Nel corso degli anni il gruppo padovano ha esplorato un largo spettro di possibilità per cercare di riprodurre questo sistema, considerando non solo il manganese, che è  utilizzato in natura, ma altri possibili sostituti di tale elemento. “Siamo riusciti a isolare questo complesso artificiale che ha una somiglianza sorprendente con il sistema naturale, ma utilizza atomi di rutenio. Questo elemento è molto più costoso e non è così presente come il manganese sulla crosta terrestre. Però è robusto, veloce, efficace”. La molecola può essere facilmente sintetizzata in laboratorio e prodotta su larga scala, ma rimane un problema aperto: riuscire a sostituire il rutenio con un metallo più abbondante in natura e quindi meno costoso. “Al momento stiamo lavorando su sistemi di manganese, ma anche di ferro e cobalto per riuscire ad aumentare l’interesse per queste molecole sintetiche. Riusciremo infatti a utilizzarli per produrre energia da fonti rinnovabili se i nostri catalizzatori, cioè i nostri sistemi artificiali, saranno anche competitivi dal punto di vista della sostenibilità economica, e questo dipende anche dai costi relativi alla performance del sistema”.
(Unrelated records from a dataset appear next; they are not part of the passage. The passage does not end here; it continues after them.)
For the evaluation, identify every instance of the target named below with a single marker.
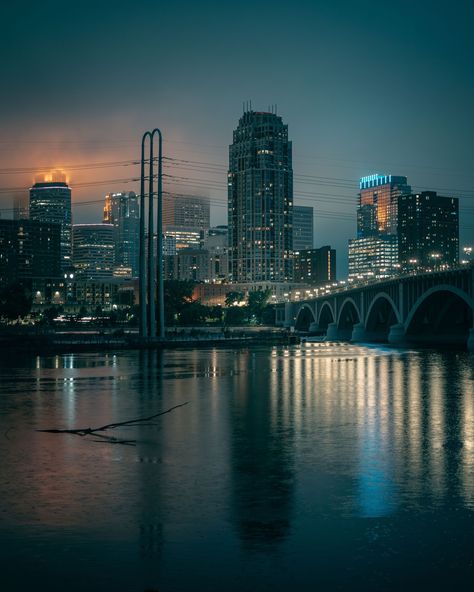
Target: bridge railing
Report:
(348, 285)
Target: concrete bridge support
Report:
(359, 334)
(397, 334)
(332, 332)
(470, 340)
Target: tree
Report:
(235, 315)
(15, 301)
(193, 313)
(234, 297)
(178, 294)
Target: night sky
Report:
(364, 87)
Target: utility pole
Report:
(148, 269)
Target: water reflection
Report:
(279, 451)
(261, 452)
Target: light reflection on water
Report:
(286, 465)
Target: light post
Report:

Le foglie sono dei veri e propri laboratori chimici, equipaggiati con strumenti e sistemi molto sofisticati, non disponibili attualmente nella loro perfezione in nessun laboratorio costruito dall’uomo

I ricercatori sono riusciti a trasferire questo sistema su elettrodi, cioè su dispositivi che possono essere utilizzati in ambiente artificiale. Ora però si deve chiudere il cerchio: bisogna accoppiare questo primo sistema con una seconda reazione importante: si deve riuscire a intrappolare l’anidride carbonica proveniente dall’atmosfera o da altre fonti, per poi convertirla in combustibili a base di carbonio, come metano, e miscele di idrocarburi e di alcoli che possono essere usati come vettori energetici. “Anche questo secondo processo di trasformazione dell’anidride carbonica è di difficoltà formidabile perché l’anidride carbonica è una delle molecole più stabili e dunque è difficile letteralmente ‘piegarla’ ai nostri usi. Eppure, la natura ci riesce in condizioni veramente facili e anche in questo caso è stato il nostro punto di partenza”.   

Il gruppo coordinato da Marcella Bonchio lavora in collaborazione con diversi laboratori in tutta Europa, dalla Spagna all’Inghilterra, e in America, da Princeton a Pittsburgh. “L’apertura alle collaborazioni internazionali – sottolinea la docente – ha un valore altissimo, perché si entra in contatto con la frontiera della ricerca, con i risultati che stanno raggiungendo altri laboratori nel mondo. È una dimensione che arricchisce e spinge a un miglioramento continuo. E soprattutto serve a stabilire un confronto continuo su argomenti che richiedono un pensiero globale, l’intelligenza e la passione di tutti”.